We evaluated these alternatives:

  • AWS SNS: Great for push notifications and bulk SMS, but doesn't provide the robust webhook/IVR/call-routing features we need for a customer support relay. Would require us to build that logic ourselves.
  • Sendgrid: Primarily email-focused; their SMS offering is newer and lacks the call-handling features.
  • Twilio: Mature, well-documented, and purpose-built for conversational communications. The Programmable Voice and Programmable Messaging APIs are exactly what we need.

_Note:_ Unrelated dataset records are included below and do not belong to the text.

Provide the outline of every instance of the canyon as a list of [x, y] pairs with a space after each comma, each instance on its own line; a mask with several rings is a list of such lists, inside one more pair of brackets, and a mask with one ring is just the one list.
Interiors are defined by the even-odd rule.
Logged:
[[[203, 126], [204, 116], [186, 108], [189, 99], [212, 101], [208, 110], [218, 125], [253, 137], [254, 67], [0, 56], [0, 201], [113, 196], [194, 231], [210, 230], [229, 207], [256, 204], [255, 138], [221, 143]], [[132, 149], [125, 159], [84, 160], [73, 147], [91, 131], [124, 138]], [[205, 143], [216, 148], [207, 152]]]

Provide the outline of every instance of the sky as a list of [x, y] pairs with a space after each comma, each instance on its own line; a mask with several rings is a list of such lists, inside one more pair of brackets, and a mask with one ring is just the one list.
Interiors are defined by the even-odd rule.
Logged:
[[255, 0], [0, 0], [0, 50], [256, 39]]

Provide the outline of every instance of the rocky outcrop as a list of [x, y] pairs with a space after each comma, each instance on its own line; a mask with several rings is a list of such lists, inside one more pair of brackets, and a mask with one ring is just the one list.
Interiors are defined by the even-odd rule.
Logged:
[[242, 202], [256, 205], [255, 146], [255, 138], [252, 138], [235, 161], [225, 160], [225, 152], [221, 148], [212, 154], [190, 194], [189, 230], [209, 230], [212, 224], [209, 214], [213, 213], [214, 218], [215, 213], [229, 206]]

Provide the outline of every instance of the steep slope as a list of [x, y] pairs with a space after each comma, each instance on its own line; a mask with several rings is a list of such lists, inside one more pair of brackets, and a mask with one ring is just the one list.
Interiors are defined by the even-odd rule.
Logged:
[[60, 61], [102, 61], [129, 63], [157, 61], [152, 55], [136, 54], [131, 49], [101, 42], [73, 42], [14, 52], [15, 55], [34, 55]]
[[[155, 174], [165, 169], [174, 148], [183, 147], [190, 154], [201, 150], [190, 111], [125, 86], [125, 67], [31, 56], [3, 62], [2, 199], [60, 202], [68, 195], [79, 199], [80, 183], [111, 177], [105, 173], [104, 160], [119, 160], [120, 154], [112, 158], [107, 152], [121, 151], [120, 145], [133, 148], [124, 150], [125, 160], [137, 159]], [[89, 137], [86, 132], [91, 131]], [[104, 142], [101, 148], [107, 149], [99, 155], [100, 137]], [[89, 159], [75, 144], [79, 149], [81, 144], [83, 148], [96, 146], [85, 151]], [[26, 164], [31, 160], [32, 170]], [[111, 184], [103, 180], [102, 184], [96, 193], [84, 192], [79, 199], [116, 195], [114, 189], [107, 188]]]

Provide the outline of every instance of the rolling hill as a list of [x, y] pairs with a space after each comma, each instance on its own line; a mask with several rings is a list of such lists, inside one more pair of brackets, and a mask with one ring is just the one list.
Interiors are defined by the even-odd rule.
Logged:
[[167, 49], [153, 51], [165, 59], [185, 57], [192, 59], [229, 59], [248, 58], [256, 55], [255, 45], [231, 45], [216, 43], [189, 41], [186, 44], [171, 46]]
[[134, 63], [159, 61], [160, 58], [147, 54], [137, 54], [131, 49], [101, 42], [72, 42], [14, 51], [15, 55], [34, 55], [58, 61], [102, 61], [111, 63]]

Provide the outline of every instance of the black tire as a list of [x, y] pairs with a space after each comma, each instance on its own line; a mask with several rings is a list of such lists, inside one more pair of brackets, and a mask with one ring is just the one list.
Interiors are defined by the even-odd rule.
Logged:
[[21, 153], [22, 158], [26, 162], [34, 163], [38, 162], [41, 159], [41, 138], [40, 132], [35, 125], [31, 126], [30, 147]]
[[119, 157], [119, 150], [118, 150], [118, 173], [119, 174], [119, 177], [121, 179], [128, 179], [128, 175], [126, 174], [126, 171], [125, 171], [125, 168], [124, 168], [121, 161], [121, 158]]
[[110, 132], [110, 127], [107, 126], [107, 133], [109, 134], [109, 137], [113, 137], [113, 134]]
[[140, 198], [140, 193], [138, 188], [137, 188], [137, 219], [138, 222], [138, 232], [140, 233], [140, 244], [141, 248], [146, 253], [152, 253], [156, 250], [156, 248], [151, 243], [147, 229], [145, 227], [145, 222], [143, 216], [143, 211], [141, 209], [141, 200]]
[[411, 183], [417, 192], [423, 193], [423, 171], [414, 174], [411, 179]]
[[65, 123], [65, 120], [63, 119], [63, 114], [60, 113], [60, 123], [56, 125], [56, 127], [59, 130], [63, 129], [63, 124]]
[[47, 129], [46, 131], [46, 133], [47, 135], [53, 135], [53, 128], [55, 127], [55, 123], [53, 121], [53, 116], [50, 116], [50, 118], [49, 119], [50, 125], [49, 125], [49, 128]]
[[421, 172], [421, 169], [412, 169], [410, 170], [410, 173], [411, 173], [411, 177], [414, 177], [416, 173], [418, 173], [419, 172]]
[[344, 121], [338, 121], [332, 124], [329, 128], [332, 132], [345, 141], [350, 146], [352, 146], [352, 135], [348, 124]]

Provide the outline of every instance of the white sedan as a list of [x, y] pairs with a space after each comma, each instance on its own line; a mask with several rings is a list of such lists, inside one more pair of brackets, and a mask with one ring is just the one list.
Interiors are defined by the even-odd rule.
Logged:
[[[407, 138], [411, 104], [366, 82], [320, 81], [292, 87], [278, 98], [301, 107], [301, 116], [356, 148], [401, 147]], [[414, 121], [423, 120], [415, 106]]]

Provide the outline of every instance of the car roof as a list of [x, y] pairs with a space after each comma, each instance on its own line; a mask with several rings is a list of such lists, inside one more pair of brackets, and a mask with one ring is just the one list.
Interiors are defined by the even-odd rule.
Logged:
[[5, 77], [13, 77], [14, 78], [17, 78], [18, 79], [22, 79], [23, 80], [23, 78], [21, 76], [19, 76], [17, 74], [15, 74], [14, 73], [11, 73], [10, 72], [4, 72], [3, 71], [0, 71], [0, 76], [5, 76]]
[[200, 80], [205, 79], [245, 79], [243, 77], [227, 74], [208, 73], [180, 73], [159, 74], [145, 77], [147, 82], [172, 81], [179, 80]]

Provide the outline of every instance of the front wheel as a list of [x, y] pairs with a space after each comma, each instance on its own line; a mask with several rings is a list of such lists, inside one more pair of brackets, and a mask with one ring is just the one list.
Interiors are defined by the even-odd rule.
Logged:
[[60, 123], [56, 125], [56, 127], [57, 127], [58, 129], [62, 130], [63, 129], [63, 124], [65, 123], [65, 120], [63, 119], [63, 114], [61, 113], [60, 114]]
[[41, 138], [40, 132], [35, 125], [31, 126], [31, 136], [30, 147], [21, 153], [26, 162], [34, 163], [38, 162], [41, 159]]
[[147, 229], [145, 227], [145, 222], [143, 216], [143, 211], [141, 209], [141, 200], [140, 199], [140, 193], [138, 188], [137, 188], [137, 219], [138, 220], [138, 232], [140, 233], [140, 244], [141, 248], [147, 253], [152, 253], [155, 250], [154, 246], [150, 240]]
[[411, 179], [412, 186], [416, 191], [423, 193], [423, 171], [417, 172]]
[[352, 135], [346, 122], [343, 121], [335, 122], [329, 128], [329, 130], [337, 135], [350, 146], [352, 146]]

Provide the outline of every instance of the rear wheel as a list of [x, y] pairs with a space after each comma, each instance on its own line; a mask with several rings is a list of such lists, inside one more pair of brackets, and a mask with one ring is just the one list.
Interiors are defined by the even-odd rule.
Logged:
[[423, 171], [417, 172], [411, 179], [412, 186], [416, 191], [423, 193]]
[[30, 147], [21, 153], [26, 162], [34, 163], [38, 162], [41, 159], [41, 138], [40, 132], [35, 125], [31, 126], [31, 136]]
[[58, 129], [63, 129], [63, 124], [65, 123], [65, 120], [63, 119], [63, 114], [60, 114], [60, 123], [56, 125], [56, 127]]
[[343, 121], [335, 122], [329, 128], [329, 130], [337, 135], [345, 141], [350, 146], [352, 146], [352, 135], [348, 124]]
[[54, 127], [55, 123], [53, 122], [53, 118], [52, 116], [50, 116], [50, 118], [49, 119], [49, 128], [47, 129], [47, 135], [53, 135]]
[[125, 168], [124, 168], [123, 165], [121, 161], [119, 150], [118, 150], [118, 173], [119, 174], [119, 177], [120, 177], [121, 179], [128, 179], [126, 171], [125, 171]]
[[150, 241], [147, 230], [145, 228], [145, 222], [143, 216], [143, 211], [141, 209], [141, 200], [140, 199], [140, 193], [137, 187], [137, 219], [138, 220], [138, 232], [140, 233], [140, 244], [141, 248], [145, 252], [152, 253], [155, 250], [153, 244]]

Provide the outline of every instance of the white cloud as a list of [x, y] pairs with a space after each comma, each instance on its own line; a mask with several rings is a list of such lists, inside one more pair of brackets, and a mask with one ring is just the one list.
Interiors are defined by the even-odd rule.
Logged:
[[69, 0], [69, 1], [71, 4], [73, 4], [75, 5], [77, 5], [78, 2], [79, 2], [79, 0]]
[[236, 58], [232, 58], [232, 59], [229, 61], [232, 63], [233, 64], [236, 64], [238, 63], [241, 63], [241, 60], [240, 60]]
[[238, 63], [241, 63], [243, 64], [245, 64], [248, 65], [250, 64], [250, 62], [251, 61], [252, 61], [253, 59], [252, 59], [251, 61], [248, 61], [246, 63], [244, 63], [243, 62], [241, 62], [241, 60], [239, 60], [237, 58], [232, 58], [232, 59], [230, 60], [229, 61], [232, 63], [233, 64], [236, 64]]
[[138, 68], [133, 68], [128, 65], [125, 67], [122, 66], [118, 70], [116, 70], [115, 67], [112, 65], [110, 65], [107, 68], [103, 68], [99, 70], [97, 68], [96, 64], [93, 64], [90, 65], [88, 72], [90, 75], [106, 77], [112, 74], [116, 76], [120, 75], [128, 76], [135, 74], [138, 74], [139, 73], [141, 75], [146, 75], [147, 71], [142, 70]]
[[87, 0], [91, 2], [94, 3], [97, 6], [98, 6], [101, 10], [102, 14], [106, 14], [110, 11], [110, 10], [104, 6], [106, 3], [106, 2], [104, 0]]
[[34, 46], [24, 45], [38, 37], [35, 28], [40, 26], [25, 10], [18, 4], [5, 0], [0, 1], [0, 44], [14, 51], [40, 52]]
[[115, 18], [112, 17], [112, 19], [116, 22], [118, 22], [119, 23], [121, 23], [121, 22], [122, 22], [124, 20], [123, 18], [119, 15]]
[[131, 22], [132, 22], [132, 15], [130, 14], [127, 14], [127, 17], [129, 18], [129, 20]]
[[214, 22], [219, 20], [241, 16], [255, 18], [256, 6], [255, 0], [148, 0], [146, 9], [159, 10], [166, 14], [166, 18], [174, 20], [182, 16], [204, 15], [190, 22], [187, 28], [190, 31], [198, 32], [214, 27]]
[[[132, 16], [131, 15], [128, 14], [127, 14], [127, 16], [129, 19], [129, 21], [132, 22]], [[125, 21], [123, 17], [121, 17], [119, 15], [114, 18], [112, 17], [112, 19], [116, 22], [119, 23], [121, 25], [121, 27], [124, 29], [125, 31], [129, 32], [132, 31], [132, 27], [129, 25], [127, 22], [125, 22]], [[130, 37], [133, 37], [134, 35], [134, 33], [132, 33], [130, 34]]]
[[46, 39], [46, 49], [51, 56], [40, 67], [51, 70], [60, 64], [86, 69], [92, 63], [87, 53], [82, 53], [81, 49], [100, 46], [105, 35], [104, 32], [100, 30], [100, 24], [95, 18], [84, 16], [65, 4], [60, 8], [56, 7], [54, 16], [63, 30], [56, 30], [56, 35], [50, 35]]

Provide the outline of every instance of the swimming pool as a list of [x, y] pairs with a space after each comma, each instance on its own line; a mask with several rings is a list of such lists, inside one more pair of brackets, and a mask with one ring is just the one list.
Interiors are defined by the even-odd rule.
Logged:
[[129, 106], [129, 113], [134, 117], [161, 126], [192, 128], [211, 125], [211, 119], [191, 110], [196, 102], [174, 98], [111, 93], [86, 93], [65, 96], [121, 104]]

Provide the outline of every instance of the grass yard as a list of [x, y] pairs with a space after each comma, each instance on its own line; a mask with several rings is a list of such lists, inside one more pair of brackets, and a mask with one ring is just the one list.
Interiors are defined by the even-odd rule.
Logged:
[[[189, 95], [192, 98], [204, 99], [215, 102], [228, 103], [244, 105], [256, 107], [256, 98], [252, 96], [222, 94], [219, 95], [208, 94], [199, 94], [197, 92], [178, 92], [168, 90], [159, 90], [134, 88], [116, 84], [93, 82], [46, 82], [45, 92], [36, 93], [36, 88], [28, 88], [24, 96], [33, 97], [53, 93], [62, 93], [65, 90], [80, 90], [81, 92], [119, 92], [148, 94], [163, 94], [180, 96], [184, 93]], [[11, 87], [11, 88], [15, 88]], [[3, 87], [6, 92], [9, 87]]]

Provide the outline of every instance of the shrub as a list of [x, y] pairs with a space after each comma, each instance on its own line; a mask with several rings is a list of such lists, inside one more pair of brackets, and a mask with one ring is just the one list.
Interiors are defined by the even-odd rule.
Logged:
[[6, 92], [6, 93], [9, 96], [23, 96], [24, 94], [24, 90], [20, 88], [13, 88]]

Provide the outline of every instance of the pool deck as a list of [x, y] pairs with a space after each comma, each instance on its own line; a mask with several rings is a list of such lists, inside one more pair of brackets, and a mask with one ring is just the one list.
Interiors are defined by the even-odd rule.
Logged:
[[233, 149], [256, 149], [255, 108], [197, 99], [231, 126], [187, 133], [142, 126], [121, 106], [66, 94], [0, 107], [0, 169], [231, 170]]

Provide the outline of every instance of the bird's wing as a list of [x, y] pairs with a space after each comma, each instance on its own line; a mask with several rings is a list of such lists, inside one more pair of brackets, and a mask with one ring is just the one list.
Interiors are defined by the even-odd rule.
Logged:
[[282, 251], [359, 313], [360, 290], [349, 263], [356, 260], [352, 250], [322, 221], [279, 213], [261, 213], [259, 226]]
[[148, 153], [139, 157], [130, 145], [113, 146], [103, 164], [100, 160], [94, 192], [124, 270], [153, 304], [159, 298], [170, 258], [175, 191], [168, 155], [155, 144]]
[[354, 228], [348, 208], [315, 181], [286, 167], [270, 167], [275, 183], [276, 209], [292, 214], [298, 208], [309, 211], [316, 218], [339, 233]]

Next Steps: Building the Relay Logic

With credentials now secured and documented, the next phase involves:

  • Webhook Handler: Create a GAS endpoint (or Node.js handler if scaling requires it) that receives Twilio webhooks. This will parse inbound messages and route them based on event ID and responder availability.
  • Availability Query: Build the logic that checks our Google Calendar against responder schedules. The jada-agent daemon already maintains calendar state; we'll query it via the same API it uses internally.
  • Response Generation: Templates for automated acknowledgments ("Your message has been received. Sergio will respond within 2 hours.") and escalation notices ("Primary responder unavailable. Escalating to backup.").
  • Audit Logging: Store all inbound and outbound messages in a Firestore collection (or Google Sheets for simplicity) so the maintenance hub can display conversation history.
  • E2E Testing: Simulate crew magic-link flow: send SMS → relay receives it → generates link → sends it back → crew clicks link → claims role in Firestore.

Security Considerations

Since credentials are now in place, we need to ensure they're never logged or exposed:

  • Environment variables are loaded at process startup, not read from files at runtime
  • All Twilio SDK calls use the credentials from environment, never hardcoded
  • Webhook endpoints are rate-limited and validated with Twilio's request-signing mechanism
  • Response templates never echo back user phone numbers or message content in logs

Conclusion

This session removed the primary blocker preventing us from implementing a sophisticated SMS relay. By securing credentials appropriately and documenting their locations, we've enabled the next phase: webhook integration and cascading availability logic. The architecture leverages Twilio's maturity in conversational communications while keeping our application layer focused on business logic (availability checking, event binding, crew management) rather than telecom infrastructure.

Next action: Build the webhook handler in GAS that ties Twilio inbound messages to our calendar and crew systems. This unblocks the e2e test for ShipCaptainCrew and the cascading SMS relay for the support line.